Spider monkeys, after all, domesticated or not, might make them wonder; might make them think I'd gone farther than they wished to follow into some hopeless cellar of my subconscious mind. Or Holly Go-Heavy, Cindy Butterfly's evil twin, where'd she come from and why her fascination for that left coast member of the Purple Gang?

You think thoughts like these for long enough and they become good reasons not to write at all if they weren't also such good reasons to continue, trusting in one's gut (you understand). Depends on the writer. Go with the flow. (Spider Monkeys though, I don't know.) I eventually ran out of gas when the space aliens - Spider monkeys will lead you (eventually) to space aliens - filleted and deep fried my characters (my remaining characters) in a vat of super heated vaseline. But perhaps I digress.

The phone developed a loud background noise yesterday, picking yesterday, of course, to call the DSL support people at the phone company, describing the call from the police department asking if I'd called 911. They'd gotten a call from my number, but didn't find anyone on the line when they'd picked up. Was I in trouble? No? Did I have a computer on DSL? I relayed this conversation to the DSL support person who said he'd never heard such a thing, but he'd open a ticket and, by the way, what was that horrible noise on my line? Not sure, it just started. Well, he'd open a ticket with the phone side too and they'd be calling today. I found a message on my answering machine when I got home, which was good, but then a DSL support guy showed up at the door to look at the junction box.

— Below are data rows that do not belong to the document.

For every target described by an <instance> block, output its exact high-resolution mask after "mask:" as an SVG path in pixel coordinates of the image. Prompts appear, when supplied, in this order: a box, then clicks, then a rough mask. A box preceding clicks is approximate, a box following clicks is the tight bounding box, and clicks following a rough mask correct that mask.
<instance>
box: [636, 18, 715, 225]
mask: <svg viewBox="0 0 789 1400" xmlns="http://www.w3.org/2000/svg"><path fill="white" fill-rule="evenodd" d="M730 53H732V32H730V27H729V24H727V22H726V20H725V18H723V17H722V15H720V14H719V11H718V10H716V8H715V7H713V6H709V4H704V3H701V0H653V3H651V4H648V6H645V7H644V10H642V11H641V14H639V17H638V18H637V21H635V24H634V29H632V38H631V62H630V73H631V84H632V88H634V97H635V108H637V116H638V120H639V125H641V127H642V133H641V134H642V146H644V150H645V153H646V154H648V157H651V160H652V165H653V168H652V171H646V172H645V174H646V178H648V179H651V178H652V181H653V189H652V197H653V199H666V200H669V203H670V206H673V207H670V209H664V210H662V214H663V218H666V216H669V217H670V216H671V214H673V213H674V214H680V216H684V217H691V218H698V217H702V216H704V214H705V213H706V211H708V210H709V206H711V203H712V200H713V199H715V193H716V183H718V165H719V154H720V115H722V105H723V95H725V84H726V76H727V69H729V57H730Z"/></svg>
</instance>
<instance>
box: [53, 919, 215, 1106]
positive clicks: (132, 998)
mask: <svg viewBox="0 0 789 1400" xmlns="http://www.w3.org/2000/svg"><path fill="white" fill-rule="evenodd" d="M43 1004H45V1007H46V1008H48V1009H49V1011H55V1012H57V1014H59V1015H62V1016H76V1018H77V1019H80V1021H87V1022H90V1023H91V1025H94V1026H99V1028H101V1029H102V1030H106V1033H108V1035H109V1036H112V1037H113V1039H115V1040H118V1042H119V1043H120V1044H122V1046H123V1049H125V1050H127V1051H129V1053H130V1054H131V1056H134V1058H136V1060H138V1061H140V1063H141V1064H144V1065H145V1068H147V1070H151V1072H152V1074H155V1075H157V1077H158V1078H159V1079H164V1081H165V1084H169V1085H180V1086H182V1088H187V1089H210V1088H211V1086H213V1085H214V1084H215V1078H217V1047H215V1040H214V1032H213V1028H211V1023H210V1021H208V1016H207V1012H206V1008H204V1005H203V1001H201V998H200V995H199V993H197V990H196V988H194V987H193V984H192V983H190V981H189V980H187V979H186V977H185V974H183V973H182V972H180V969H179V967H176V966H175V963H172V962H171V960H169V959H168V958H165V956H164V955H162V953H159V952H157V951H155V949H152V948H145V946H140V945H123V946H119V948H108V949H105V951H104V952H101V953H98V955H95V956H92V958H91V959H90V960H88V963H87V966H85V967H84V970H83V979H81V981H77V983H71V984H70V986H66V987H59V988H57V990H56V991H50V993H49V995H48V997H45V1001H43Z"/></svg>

I related the 911 story as I watched him work on the beat up junction box in the basement of our building and he said, well, if you generate a garbled series of numbers on a line it will automatically default to 911. OK. Then how about the guy with caller ID who'd phoned and asked why I'd dialed his number. Hmmm. Yes. Reminded him of a story they told at Mill Valley Pac Bell about a band of Spider Monkeys who liked to scramble up their telephone polls and make long distance calls with an old blue box they'd copped from Jobs and Wozniak in '75.


The photograph was taken at the San Francisco Gay Pride parade with a Nikon F5 and 135mm f 2.0 Nikon (Nikkor) lens on Kodak TMAX 400.